With that, his wife slid back, in a drag of ivory silk, between the creases of the half-open doors. The King spied her lose herself to shadows, pulling the doors and the implications of her words along with her.

After a time, Aerys recalled the maids and resumed dressing, but his wife's words stuck with him, oddly, like a small thorn that could almost not be there at all. What had gotten into her to make her question him so boldly?

The court wonders, Aerys.

That was folly. He had Rhaegar, who was healthy and strong, and he would soon press Rhaella for others. She should be grateful for his lack of interest in this lesser spawn, his wife, for otherwise her shame could be far greater.

Yet if she had come to warn him, the court must truly be restless. He would not appear weak-willed in front of their lot. Did they suspect he feared this child? No, that was beyond preposterous. He simply did not deem it of enough consequence to make the journey down to that peasant-infested, rotten sept.

The King did not well understand the abrupt agitation of his subjects. He was hardly the first monarch to mount a baseborn bitch, nor would he pledge this half-son to be his last.

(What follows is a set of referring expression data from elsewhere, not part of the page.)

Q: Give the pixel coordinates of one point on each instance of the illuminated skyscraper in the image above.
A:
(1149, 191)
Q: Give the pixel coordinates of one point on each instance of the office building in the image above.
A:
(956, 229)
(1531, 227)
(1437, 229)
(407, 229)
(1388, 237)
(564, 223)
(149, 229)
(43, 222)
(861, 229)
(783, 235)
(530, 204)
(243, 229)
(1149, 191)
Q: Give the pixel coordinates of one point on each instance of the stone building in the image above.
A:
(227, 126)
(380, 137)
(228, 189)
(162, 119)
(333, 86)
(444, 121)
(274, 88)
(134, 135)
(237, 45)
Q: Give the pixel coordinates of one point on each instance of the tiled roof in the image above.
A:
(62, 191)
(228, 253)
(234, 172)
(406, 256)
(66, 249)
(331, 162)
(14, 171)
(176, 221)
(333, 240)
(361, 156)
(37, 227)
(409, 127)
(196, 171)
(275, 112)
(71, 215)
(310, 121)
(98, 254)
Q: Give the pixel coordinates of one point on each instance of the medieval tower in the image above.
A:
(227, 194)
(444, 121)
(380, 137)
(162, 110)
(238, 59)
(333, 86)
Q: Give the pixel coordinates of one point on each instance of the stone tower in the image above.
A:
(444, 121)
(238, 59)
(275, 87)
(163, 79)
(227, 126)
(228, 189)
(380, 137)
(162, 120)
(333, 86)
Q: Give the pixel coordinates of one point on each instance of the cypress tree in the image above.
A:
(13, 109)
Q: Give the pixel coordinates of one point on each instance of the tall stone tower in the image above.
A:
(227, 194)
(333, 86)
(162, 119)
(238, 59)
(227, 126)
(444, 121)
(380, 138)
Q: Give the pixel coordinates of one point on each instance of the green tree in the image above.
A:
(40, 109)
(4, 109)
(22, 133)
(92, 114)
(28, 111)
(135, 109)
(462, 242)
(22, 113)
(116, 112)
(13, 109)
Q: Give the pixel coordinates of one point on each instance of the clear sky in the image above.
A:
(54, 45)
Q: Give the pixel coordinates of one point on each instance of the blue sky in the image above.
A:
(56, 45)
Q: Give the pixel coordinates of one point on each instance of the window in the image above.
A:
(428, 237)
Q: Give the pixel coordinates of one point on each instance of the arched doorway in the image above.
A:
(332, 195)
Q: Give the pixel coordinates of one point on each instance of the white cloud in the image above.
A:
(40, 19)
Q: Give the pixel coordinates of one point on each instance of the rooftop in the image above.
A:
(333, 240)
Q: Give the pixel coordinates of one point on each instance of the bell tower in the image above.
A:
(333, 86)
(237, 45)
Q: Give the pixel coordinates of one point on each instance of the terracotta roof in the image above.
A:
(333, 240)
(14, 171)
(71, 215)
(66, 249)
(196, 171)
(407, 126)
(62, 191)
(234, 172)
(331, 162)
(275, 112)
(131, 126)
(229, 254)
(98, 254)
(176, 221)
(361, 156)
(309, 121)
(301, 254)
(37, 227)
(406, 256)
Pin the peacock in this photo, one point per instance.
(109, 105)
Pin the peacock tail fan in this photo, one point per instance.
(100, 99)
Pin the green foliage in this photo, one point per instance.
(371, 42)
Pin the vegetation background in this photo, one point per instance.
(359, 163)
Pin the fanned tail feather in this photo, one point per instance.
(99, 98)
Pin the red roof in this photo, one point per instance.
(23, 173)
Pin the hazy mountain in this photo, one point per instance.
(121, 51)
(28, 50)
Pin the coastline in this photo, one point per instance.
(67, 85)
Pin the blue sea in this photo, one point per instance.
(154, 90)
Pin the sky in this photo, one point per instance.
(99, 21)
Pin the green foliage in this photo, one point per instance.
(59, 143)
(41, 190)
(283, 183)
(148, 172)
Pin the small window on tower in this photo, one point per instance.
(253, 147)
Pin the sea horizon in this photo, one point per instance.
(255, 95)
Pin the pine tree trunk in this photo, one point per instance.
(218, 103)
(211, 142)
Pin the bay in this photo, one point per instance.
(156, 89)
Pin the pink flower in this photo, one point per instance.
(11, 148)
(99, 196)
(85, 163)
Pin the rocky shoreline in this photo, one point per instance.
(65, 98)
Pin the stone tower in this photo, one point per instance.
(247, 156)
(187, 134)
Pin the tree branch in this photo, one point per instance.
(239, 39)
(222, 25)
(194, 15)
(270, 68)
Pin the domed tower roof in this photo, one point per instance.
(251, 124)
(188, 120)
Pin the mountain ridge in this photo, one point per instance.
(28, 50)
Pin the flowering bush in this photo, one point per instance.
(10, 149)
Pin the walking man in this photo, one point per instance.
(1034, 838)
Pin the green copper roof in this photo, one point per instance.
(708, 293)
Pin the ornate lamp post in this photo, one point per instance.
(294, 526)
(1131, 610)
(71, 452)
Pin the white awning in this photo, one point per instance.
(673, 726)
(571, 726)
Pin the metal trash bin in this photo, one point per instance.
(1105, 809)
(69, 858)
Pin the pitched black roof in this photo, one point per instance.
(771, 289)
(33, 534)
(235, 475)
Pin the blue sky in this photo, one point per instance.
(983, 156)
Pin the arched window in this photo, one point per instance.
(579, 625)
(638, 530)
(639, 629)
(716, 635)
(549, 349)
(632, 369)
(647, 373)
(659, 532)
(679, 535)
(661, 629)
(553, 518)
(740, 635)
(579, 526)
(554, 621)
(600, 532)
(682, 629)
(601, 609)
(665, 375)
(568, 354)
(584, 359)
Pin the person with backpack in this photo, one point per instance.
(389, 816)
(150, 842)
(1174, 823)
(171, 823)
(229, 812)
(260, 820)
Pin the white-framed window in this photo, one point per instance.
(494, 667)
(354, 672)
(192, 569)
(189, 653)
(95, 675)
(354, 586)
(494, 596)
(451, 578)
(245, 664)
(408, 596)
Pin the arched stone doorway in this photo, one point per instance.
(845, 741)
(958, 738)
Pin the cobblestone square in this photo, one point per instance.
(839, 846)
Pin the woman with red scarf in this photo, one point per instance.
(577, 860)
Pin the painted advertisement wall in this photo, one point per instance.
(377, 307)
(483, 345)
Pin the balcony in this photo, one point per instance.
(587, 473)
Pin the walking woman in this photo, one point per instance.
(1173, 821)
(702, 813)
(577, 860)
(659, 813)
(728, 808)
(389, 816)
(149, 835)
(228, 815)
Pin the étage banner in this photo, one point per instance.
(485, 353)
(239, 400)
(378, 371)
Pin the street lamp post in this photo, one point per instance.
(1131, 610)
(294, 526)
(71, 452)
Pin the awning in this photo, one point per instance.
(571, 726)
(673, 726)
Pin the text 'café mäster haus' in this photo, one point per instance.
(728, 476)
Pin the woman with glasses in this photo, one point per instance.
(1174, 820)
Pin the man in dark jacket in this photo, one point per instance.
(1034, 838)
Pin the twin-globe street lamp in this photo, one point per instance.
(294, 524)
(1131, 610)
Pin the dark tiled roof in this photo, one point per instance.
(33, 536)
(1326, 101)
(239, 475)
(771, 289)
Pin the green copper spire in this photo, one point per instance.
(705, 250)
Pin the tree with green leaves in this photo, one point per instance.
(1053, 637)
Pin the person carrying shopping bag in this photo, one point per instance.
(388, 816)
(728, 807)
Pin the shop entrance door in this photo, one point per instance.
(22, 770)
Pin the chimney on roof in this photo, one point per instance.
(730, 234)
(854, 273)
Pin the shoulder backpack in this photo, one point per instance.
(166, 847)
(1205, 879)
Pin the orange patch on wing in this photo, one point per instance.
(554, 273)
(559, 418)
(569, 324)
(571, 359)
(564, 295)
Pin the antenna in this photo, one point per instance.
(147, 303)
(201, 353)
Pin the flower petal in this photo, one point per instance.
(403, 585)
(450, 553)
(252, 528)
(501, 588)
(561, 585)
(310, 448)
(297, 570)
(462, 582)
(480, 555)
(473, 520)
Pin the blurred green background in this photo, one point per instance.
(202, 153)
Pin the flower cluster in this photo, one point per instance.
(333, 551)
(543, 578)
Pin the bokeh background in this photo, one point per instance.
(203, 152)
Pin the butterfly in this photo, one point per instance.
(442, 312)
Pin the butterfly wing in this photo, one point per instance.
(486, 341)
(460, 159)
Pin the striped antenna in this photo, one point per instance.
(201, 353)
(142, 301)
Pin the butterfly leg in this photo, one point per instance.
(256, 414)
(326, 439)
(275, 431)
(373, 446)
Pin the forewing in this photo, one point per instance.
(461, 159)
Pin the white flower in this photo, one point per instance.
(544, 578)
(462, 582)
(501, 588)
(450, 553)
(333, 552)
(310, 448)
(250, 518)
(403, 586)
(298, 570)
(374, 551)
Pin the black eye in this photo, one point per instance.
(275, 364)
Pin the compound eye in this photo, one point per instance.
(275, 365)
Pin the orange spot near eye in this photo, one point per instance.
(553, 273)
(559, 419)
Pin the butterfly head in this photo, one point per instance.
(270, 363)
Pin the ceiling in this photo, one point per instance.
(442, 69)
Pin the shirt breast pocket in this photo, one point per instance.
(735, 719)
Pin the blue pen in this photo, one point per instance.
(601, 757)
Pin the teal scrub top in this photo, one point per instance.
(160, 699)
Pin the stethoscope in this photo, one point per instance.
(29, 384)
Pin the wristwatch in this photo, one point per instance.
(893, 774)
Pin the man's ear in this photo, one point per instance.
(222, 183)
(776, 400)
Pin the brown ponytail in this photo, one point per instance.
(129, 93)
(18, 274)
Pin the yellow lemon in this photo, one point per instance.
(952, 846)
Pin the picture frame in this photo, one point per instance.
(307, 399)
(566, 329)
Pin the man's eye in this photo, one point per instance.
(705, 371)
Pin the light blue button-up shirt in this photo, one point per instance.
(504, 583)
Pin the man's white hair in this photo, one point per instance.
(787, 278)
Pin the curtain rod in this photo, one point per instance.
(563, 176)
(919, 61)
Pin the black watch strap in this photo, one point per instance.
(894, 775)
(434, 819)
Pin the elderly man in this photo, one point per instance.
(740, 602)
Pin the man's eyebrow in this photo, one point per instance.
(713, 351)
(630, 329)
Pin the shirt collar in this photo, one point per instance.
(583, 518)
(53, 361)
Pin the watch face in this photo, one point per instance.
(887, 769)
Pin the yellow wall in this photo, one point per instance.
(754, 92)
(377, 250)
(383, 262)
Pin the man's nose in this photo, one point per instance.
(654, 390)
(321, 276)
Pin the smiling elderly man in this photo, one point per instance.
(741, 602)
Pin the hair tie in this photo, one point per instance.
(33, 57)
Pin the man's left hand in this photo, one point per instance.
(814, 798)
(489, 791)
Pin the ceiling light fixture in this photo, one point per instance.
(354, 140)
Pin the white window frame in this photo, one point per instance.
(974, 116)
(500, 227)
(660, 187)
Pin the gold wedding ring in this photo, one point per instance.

I could go see him, if just to shut their mouths on the matter once and for all. Yet was he not the King? Should he go to such lengths to secure the respect he was rightfully owed?

Just as Aerys was growing frustrated with the dubiety of the matter, the doors caved in with a yawn. In wandered the one creature whose unanticipated presence yet gave the King joy.

"His Highness the Prince, Your Grace," a guard announced uselessly. As if the King needed aid in recognizing his own offspring.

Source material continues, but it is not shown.